An Evergreen Christmas is a 2014 American holiday independent film written by Jeremy Culver and Morgen Culver and directed by Jeremy Culver as Culver's first narrative feature. The film stars Charleene Closshey, Robert Loggia, Naomi Judd, Tyler Ritter, Booboo Stewart, Greer Grammer and Jake Sandvig and is set in the fictional town of Balsam Falls, Tennessee. Principal photography began in Charlotte, North Carolina in February 2013. The film released direct to DVD on November 4, 2014, with premiere theater screenings in Nashville, TN and Tampa, FL. The film was available on Netflix for 38 months from December 20, 2014, until January 21, 2018. The film is rated PG.

==Cast==
- Main
- Charleene Closshey as Evergreen “Evie” Lee
- Robert Loggia as “Pops”
- Naomi Judd as Miss Honey
- Tyler Ritter as Adam Milloy
- Booboo Stewart as Angel Velenquez
- Greer Grammer as Annabelle Jones
- Jake Sandvig as Chez Walsh
- Supporting
- Brantley Pollock as Thomas
- Tiz McWilliams as Becky Tamora
- Jesse Moore as Joe
- Sal Lopez as Jose Velenquez
- Dyana Ortelli as Rosie Velenquez
- Alex Van as Jacob Jones
- Skyler Stonestreet as Babette
- Additional
- Don Hartman as the Inspector
- Russell Cook as Owen Lee
- Jonathan Bedford as the Shepherd DJ
- Charles Closshey as Pat

==Reception==
The film received mixed reviews.

Reviewer Donna Rolfe of The Dove Foundation called the holiday movie "charming", further adding the film "is a heartwarming story about living your dreams and not just chasing them.
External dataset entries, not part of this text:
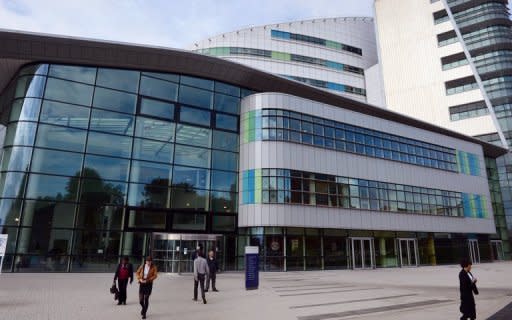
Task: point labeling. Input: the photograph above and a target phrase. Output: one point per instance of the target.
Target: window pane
(224, 160)
(147, 219)
(157, 108)
(149, 172)
(25, 109)
(190, 199)
(112, 122)
(29, 86)
(148, 195)
(66, 91)
(65, 114)
(191, 156)
(223, 121)
(224, 223)
(227, 89)
(75, 73)
(196, 97)
(225, 181)
(195, 136)
(225, 141)
(52, 188)
(189, 221)
(195, 116)
(114, 100)
(51, 214)
(98, 192)
(57, 162)
(98, 216)
(227, 104)
(68, 139)
(155, 129)
(197, 82)
(223, 201)
(152, 150)
(105, 168)
(191, 178)
(16, 159)
(158, 88)
(118, 79)
(108, 144)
Many children have moved away from their homes to places they thought may be better, only to find out there is no place better than where they grew up to find their dreams."

In her review for Common Sense Media, Renee Schonfeld rated An Evergreen Christmas two stars from five, concluding: ... "Ms. Closshey, recognized as a talented musician, wrote the music, participated in the filmmaking, and clearly wants to add acting to her résumé; it’s an adequate effort. Overall it's an OK but uninspired film for older kids and teens that's unlikely to inspire multiple viewings."